Towards Practical Implementations of Person Re-Identification from Full Video Frames
Felix O. Sumari, Luigy Machaca, Jose Huaman, Esteban W. G. Clua, Joris, Gu\'erin

TL;DR
This paper emphasizes the importance of developing person re-identification systems that operate on full video frames rather than pre-cropped images, highlighting the need for new evaluation metrics and practical frameworks for real-world security applications.
Contribution
It introduces the FF-PRID setting, formalizes a hybrid human-machine framework, and demonstrates the limitations of current methods in practical scenarios.
Findings
Combining detection and Re-ID models does not guarantee good final results.
Current evaluation metrics are insufficient for real-world applications.
The proposed framework improves robustness in security scenarios.
Abstract
With the major adoption of automation for cities security, person re-identification (Re-ID) has been extensively studied recently.

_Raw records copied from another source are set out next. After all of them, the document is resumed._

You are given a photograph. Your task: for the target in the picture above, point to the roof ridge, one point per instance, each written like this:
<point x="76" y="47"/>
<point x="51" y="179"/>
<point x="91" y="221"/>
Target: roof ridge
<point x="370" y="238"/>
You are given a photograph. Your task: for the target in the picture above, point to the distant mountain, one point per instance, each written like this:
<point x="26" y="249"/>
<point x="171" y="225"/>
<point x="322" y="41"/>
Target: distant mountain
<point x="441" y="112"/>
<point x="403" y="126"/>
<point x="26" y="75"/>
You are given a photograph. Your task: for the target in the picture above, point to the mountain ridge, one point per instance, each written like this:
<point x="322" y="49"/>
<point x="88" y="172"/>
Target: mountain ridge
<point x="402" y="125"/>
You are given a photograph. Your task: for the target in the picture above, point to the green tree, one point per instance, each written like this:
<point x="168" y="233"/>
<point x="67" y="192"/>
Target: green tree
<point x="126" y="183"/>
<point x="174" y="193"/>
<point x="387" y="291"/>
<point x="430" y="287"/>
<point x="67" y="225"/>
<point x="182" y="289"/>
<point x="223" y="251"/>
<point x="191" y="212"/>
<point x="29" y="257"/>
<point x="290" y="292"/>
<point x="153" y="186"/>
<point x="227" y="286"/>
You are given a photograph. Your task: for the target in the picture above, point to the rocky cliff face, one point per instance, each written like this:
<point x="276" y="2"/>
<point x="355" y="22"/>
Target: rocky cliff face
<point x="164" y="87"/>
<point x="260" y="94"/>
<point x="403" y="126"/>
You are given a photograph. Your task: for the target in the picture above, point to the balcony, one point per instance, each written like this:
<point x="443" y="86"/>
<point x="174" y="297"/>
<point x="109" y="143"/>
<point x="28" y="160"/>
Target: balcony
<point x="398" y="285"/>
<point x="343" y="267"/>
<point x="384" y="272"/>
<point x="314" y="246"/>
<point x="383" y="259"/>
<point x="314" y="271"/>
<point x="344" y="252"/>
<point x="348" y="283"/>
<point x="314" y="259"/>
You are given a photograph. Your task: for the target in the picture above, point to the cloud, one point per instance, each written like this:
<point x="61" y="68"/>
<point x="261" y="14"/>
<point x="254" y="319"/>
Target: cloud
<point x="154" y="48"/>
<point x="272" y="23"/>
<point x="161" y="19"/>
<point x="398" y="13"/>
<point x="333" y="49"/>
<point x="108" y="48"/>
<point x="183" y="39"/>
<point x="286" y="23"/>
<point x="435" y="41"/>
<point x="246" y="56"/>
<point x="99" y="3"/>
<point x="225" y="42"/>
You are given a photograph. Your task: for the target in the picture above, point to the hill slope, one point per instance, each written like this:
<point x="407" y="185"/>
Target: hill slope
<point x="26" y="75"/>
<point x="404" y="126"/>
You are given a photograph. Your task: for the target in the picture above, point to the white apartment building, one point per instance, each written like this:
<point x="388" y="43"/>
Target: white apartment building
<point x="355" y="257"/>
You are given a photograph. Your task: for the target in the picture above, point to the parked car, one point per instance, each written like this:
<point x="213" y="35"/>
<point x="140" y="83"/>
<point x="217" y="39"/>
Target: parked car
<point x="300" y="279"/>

In this paper, we argue that the current way of studying person re-identification, i.e. by trying to re-identify a person within already detected and pre-cropped images of people, is not sufficient to implement practical security applications, where the inputs to the system are the full frames of the video streams. To support this claim, we introduce the Full Frame Person Re-ID setting (FF-PRID) and define specific metrics to evaluate FF-PRID implementations. To improve robustness, we also formalize the hybrid human-machine collaboration framework, which is inherent to any Re-ID security applications. To demonstrate the importance of considering the FF-PRID setting, we build an experiment showing that combining a good people detection network with a good…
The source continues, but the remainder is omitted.